PHPOOP Introduction

OOP Introduction

Everything you have written so far in this course — variables, functions, arrays — is procedural code: a script that runs top to bottom, passing data between plain functions. Object-oriented programming (OOP) is a different way of organizing the same logic. It bundles data and the functions that operate on that data into a single unit called an object, built from a blueprint called a class. Once you start modeling real things — a product, a user, a shopping cart — OOP tends to keep the code closer to how you already think about the problem.

What OOP actually buys you

OOP is not a magic performance boost or a requirement for "real" code — plenty of good PHP is procedural. What it buys you is structure as a program grows: encapsulation keeps related data and behavior together instead of scattered across loose arrays and functions, reuse lets you extend or compose existing classes instead of duplicating logic, and modeling real entities as objects makes the code read closer to the domain it describes — a Product object behaves like a product, not like an anonymous chunk of array keys.

The same problem, two ways: procedural first

Suppose we need to represent a store product and calculate its price including tax. Here is a purely procedural approach: the product is just an associative array, and a standalone function knows how to compute its taxed price.

Procedural: a product as an array plus a helper function

PHP
<?php
function calculateTaxedPrice(array $product): float
{
    return round($product['price'] * (1 + $product['taxRate']), 2);
}

$product = [
    'name'    => 'Wireless Mouse',
    'price'   => 25.00,
    'taxRate' => 0.08,
];

echo $product['name'] . ': $' . calculateTaxedPrice($product) . "\n";
Wireless Mouse: $27

This works, but nothing ties the array to the function. Any part of the codebase can build a $product array with the wrong keys, misspell 'taxRate', or call calculateTaxedPrice() on something that isn't even a product — PHP has no way to catch that until it fails at runtime.

The same problem, rewritten with a class

Now the same behavior, modeled as a Product class. The data (name, price, taxRate) and the logic that operates on it (getTaxedPrice()) live together in one definition.

OOP: a Product class owns its data and behavior

PHP
<?php
class Product
{
    public string $name;
    public float $price;
    public float $taxRate;

    public function __construct(string $name, float $price, float $taxRate)
    {
        $this->name = $name;
        $this->price = $price;
        $this->taxRate = $taxRate;
    }

    public function getTaxedPrice(): float
    {
        return round($this->price * (1 + $this->taxRate), 2);
    }
}

$product = new Product('Wireless Mouse', 25.00, 0.08);

echo $product->name . ': $' . $product->getTaxedPrice() . "\n";
Wireless Mouse: $27

The output is identical, but the shape of the code changed. There is no way to accidentally create a Product missing its taxRate — the constructor requires it. getTaxedPrice() is not a free-floating helper that happens to accept a product-shaped array; it is part of what a Product is. We will build on this exact Product class across the next several pages (classes and objects, properties and methods, constructors, and visibility), so it is worth getting comfortable with this shape now.

A preview of the four pillars

Object-oriented programming is usually summarized as four related ideas. You do not need to master all of them yet — later pages in this course cover each in depth — but it helps to know the names and the one-sentence gist of each up front.

  • Encapsulation — bundling data and the methods that act on it inside one class, and controlling which parts are exposed to the outside world (covered in the Visibility page).

  • Inheritance — letting one class reuse and extend the properties and methods of another, so a DigitalProduct can build on everything Product already does instead of duplicating it.

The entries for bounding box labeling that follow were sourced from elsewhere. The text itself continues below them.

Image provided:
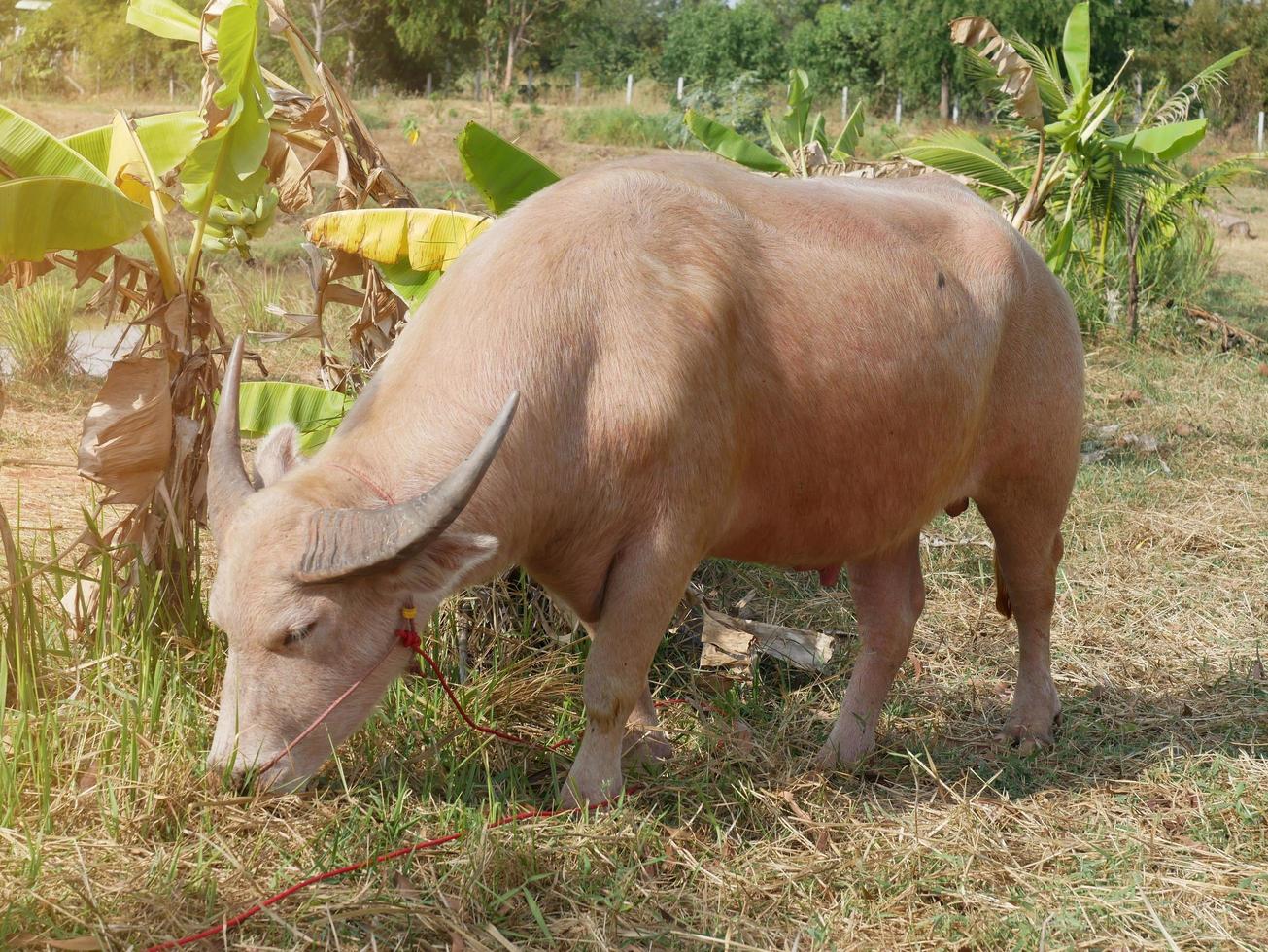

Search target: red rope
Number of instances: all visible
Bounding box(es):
[146,608,691,952]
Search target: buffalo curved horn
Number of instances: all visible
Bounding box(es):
[298,391,520,582]
[207,337,255,540]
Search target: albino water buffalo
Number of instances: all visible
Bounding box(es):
[209,156,1082,802]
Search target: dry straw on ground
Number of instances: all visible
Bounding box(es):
[0,339,1268,948]
[0,98,1268,949]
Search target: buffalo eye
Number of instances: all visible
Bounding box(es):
[282,621,317,648]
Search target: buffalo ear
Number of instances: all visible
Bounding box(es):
[390,532,500,598]
[253,424,303,490]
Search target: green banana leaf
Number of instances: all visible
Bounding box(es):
[128,0,199,43]
[0,175,153,261]
[1061,3,1092,94]
[180,0,273,213]
[378,258,444,311]
[62,109,207,175]
[682,109,789,174]
[903,129,1028,198]
[1106,119,1206,165]
[238,380,353,454]
[828,103,864,162]
[1044,218,1074,274]
[455,121,560,215]
[0,105,114,187]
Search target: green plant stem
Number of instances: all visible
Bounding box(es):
[1097,169,1117,280]
[141,225,180,300]
[186,142,228,298]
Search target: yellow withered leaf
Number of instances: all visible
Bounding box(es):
[304,208,491,271]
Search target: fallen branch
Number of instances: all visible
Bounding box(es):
[1184,304,1268,350]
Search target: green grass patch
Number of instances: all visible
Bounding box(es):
[563,107,682,149]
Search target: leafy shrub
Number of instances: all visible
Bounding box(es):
[673,71,771,146]
[1061,212,1219,336]
[0,283,75,380]
[563,107,682,149]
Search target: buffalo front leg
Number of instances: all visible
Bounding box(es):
[816,536,924,769]
[563,545,695,805]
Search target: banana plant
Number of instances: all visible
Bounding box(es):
[902,3,1248,274]
[304,121,560,308]
[682,70,864,178]
[283,121,560,453]
[0,0,412,572]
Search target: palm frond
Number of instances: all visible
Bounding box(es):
[903,129,1028,199]
[1140,47,1251,126]
[1154,158,1258,226]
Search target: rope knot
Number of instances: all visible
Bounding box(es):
[396,628,423,649]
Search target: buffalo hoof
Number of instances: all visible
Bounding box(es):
[995,687,1061,756]
[560,773,625,810]
[621,729,673,769]
[814,728,876,773]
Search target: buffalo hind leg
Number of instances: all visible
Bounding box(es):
[816,536,924,770]
[978,499,1065,747]
[563,545,695,806]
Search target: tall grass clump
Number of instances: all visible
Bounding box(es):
[0,283,75,380]
[563,107,682,149]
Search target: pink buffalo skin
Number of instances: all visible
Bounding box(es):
[209,156,1082,802]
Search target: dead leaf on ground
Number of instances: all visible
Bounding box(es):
[703,718,753,757]
[700,606,835,672]
[392,872,421,899]
[79,357,172,506]
[1115,388,1152,407]
[62,578,101,635]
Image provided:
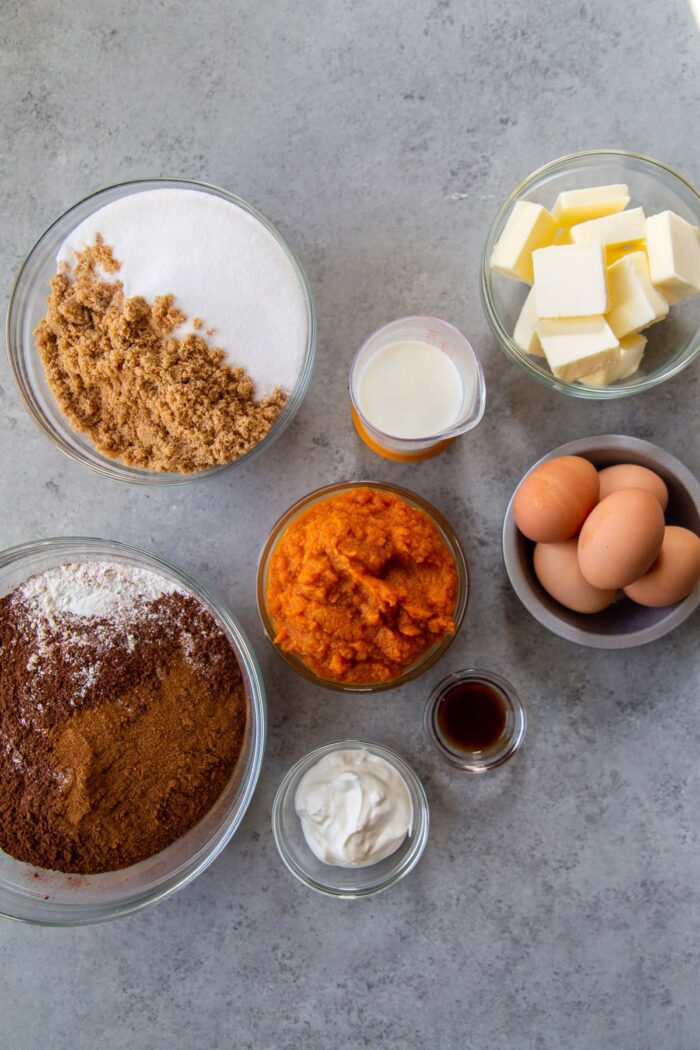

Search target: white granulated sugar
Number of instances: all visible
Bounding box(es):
[19,562,179,625]
[57,189,307,398]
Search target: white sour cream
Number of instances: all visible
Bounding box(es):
[294,748,413,867]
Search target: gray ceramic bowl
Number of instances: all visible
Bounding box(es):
[503,434,700,649]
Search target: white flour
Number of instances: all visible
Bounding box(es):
[57,189,307,398]
[18,562,179,627]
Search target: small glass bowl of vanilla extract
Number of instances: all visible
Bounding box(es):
[425,668,527,773]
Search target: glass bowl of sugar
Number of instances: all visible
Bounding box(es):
[7,179,316,485]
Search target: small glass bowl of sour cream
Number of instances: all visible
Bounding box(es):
[349,317,486,462]
[272,740,429,899]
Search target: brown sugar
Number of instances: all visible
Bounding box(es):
[35,235,287,474]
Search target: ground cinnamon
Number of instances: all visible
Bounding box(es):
[0,579,247,874]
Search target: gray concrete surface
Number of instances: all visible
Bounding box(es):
[0,0,700,1050]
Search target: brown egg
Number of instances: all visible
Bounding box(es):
[513,456,599,543]
[624,525,700,609]
[534,539,617,612]
[598,463,669,510]
[578,488,665,590]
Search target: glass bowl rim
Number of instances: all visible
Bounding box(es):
[501,434,700,651]
[0,536,268,926]
[480,149,700,401]
[255,481,471,694]
[5,175,316,486]
[272,738,430,900]
[347,314,486,448]
[423,667,528,773]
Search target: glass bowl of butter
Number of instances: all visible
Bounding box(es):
[481,150,700,400]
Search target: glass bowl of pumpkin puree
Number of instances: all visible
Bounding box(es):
[257,481,469,693]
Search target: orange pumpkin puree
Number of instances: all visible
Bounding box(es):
[267,488,458,683]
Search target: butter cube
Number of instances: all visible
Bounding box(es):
[491,201,556,285]
[606,240,646,266]
[646,211,700,303]
[532,245,608,317]
[607,252,669,339]
[552,184,630,226]
[571,208,646,248]
[578,332,646,386]
[535,316,619,382]
[513,288,545,357]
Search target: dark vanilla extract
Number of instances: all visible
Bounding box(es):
[434,680,506,752]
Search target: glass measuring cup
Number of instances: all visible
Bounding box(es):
[349,317,486,462]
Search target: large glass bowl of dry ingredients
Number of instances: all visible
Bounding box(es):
[0,538,267,926]
[7,179,316,485]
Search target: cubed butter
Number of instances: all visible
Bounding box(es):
[571,208,645,248]
[606,252,669,339]
[491,201,556,285]
[578,332,646,386]
[606,240,646,266]
[535,316,619,382]
[646,211,700,303]
[552,184,630,226]
[513,288,545,357]
[532,245,608,317]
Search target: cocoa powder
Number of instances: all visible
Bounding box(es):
[0,571,248,875]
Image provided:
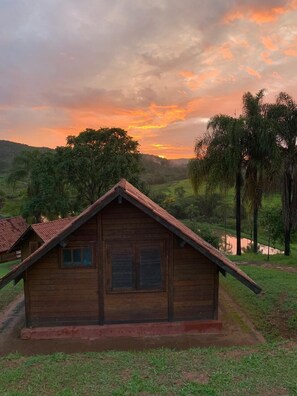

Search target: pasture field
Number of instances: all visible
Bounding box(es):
[0,342,297,396]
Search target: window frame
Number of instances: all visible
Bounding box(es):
[59,243,96,270]
[105,240,168,294]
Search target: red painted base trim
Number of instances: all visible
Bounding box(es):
[21,320,222,340]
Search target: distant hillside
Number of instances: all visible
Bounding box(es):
[141,154,188,185]
[0,140,188,184]
[0,140,51,175]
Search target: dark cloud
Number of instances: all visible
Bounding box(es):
[0,0,297,158]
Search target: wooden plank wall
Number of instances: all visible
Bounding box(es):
[173,238,218,320]
[102,201,169,323]
[25,219,99,326]
[25,200,218,326]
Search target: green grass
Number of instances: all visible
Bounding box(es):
[228,249,297,267]
[0,344,297,396]
[221,265,297,340]
[0,261,23,311]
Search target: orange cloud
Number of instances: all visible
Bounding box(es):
[223,6,288,24]
[128,103,186,129]
[284,37,297,57]
[241,66,261,78]
[147,144,194,159]
[261,36,278,51]
[261,52,273,65]
[179,70,195,78]
[187,69,220,90]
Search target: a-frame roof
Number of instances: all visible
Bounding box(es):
[0,179,261,293]
[10,217,75,252]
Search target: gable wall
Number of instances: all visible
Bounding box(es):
[101,200,170,323]
[25,196,218,326]
[25,219,98,326]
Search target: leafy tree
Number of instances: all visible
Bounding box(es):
[267,92,297,256]
[242,89,278,253]
[260,205,284,246]
[189,115,246,255]
[56,128,142,205]
[23,151,79,221]
[8,128,141,222]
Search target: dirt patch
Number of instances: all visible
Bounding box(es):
[0,289,264,358]
[237,261,297,273]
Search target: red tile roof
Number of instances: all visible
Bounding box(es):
[31,217,75,242]
[0,179,261,293]
[0,216,28,253]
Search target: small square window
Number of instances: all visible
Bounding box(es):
[62,247,93,268]
[82,248,92,267]
[73,249,81,264]
[63,249,72,264]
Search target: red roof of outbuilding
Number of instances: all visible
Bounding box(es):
[0,179,261,293]
[0,216,28,253]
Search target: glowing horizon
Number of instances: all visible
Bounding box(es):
[0,0,297,158]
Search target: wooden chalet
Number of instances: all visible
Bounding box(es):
[0,180,261,327]
[0,216,28,263]
[10,217,75,260]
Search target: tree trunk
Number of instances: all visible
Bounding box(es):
[282,172,293,256]
[235,172,241,256]
[253,208,259,254]
[285,228,291,256]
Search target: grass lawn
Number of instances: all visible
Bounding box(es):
[221,264,297,340]
[0,261,23,311]
[0,343,297,396]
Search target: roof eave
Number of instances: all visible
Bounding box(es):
[118,187,262,294]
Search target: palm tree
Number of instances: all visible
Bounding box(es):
[242,89,277,253]
[267,92,297,256]
[189,114,246,255]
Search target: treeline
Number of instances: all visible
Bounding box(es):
[189,90,297,255]
[7,128,145,222]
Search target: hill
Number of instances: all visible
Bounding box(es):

  • Polymorphism — different classes responding to the same method call in their own way, so code that works with a Product can also work with any class that behaves like one.

  • Abstraction — hiding the messy implementation details behind a simple, well-named interface, so callers work with $product->getTaxedPrice() instead of re-deriving the tax formula themselves.

You already used a class without a class keyword
If you have ever written `$date = new DateTime()` or caught an exception with `catch (Exception $e)`, you were already using PHP's built-in classes. OOP is not a separate language bolted onto PHP — it is baked into the standard library you have been using all along.
Tip
Do not force every script into OOP just because it exists. A short one-off script that transforms some data is often clearer as plain functions. Reach for a class when you notice the same group of data traveling together through multiple functions — that is usually the signal that the data and its behavior belong in one place.